Scripture Readings: Book of the Prophet Joel 2:12-18; Second Corinthians 5:20-6:2; Gospel According to Matthew 6:1-6, 16-18.
The readings for Mass today set the tone for the entire season of Lent which we now begin. Keep in mind the word “Lent” comes from the same root as our word “lengthen.” Of course in this season, as the days are getting longer, we are to “lengthen” or “increase” our fervor for the things of God, especially embodied in prayer, fasting and almsgiving. That may seem like hard work, and it can be, but it is supposed to be joyfully undertaken. If we prefer nothing whatever to Christ, then our prayer, fasting and almsgiving are necessarily a joyful endeavor. Why? Because it unites us along the same path that our Lord took, and He invites us on the same way.
Our Eastern Catholic and Orthodox brethren refer to these forty days as the “Lenten Spring.” Springtime implies new life, fresh starts and the earth itself warming beneath our feet. What is there not to like in all of that? I say that because some people, maybe even some monks, might dread the season of Lent, a time of what is often characterized by “giving up.” May the Lord help us to find in this season cause for joyful giving and doing!
The first reading for Mass today, from the Prophet Joel, is an elegant invitation from God for each of us to “return to the Lord.” The Prophet Joel is telling us what we should be doing in this season. The Letter of Saint Paul to the Corinthians today is concerned with the end or the purpose of Lent, maybe best expressed by the term “reconciliation,” that is, to be made one again with God through receiving God’s forgiveness. Finally the Gospel for Ash Wednesday, from Saint Matthew, tells us how we should live these forty days. Not only by the practices of prayer, fasting and almsgiving, but also looking at the kind of motivation or moving force that needs to be part of all that we do during Lent, namely, for the love of God and neighbor.

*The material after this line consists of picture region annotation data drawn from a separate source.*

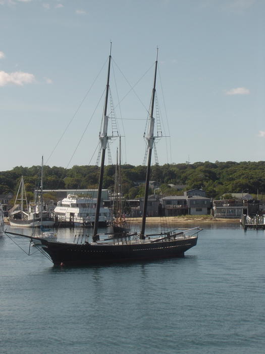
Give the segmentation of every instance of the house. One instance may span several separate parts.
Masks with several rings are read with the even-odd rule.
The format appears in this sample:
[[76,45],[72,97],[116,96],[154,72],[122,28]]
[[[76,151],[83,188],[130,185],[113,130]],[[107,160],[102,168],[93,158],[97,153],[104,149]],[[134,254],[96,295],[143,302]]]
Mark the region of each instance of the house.
[[188,214],[187,197],[169,196],[160,199],[162,215],[165,216],[176,216]]
[[[201,192],[203,192],[202,191]],[[205,192],[204,192],[205,193]],[[187,207],[190,215],[210,214],[211,199],[206,197],[193,196],[188,197]]]
[[0,203],[2,204],[3,210],[5,214],[12,207],[10,201],[13,197],[14,195],[11,193],[8,193],[8,194],[0,194]]
[[[144,198],[140,198],[139,207],[141,215],[142,215],[143,210]],[[148,195],[147,199],[147,206],[146,208],[146,214],[147,216],[159,216],[159,204],[160,196],[155,194]]]
[[187,197],[206,197],[206,192],[202,189],[191,189],[184,192],[184,195]]
[[[242,193],[239,194],[242,198]],[[259,201],[253,199],[214,200],[214,216],[215,217],[240,218],[242,215],[255,215],[258,213],[259,206]]]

With the arrival of Ash Wednesday we recognize that “now is the day of salvation,” as Scripture says. Of course every day is “the day of salvation,” but we humans need to be reminded of that truth over and again, and the annual Liturgical season of Lent offers us a golden opportunity to begin anew, to work harder, to be more disposed, to all that God has in store for those who love Him.
The reception of ashes from the blessed palms of last year’s Palm Sunday, placed on our foreheads today, reminds us of an important ideal, expressed perfectly in the words accompanying the imposition of ashes: “Remember, man, that thou art dust and unto dust thou shalt return.” There is another formula that can be used, “Repent and believe in the Gospel.” My preference is the first option, as the one that I know from childhood, and that I use in the distribution of ashes: “Remember, man, that thou art dust and unto dust thou shalt return.”
These words are an invitation to look at one’s own life in a different way. No need to accumulate; no need to look up how much a U-haul trailer costs to rent as we grow closer to death. No, the point is, we must depend on God’s provident care now and throughout our life, and ultimately at the end of our earthly sojourn. For that care of God we should greatly rejoice.
Holy Lent, which we begin again this day, is a loving invitation from our God to pursue a more intimate relationship with our God, to go forth with a real conversion, to make humble penance for our sins and receive the Church’s Sacrament of Forgiveness. We don’t do any of this to feel good about ourselves or to avoid being thrust into hell, but in order to produce the good fruit the Lord expects of us, so that we live fully the joy of Easter, the Resurrection of our Lord and Savior Jesus Christ. To this goal we eagerly take up our Lenten practices in this year of our Lord 2020.